Biamp’s Joe Andrulis describes the IoT as being about “creating almost every network connected device as either an endpoint of some type”, which he says could be an input, an output or both. “By input it could just be some sort of sensor. So almost every speaker becomes an opportunity to go and collect data. That massive data is not going to be processed by human being trying to figure it all out, it would overwhelm anybody. But AI algorithms eat it for lunch. They’re very efficient in processing vast amounts of data and quickly delivering meaningful, actionable insights from it.”
A specific audio example of this is the Crestron XiO cloud platform, which allows users to check the status of network amplifiers and control or manage updates. “There is a ton of potential,” says Ekin Binal. “Within a conference room we can capture occupancy usage, video playback, mic status and more to build insight into the entire environment and create intelligent dashboards that provide our customers with the ability to see how rooms and sites are performing and being used.”
At Genelec, Aki Mäkivirta observes that the IoT is “increasing in importance” as the methodology for enabling device awareness, management and control. “What precisely will happen within pro audio will depend on future standardisation and adoption of IoT technologies for our market,” he says. “We have to keep in mind that consumer IoT technologies may not be suitable for mission critical professional situations. More powerful technologies may have to be adopted.”
As for the future of AI/ML, Mäkivirta comments that while it shows “great promise”, the benefit “largely depends on creating either the representative AI training material or sufficiently detailed models of human psychoacoustics.” Ekin Binal observes that the future of AI/ML is “all about improving every experience” and while it has endless possibilities, the key will be to find solutions that provide direct value.
Joe Andrulis at Biamp concludes that AI/ML will help in ultimately creating “a natural, immersive AV experience that requires less and less understanding or explicit engagement from people to take full advantage of it.”

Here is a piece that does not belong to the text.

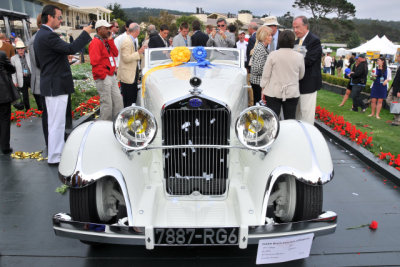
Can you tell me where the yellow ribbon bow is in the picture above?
[142,46,191,97]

People are more used to such high technological concepts today but it still all sounds like something from the future – or a vision of the future filtered through science fiction. The power and potential of artificial intelligence and machine learning is summed up by Gordon Reid: “When Mr Spock on the 1960s Star Trek asked the ship’s computer a question, people were amazed by the concept of a talking machine. But they really should have been amazed by the fact that the computer knew to listen for him asking the question rather than anyone else speaking at the same time.”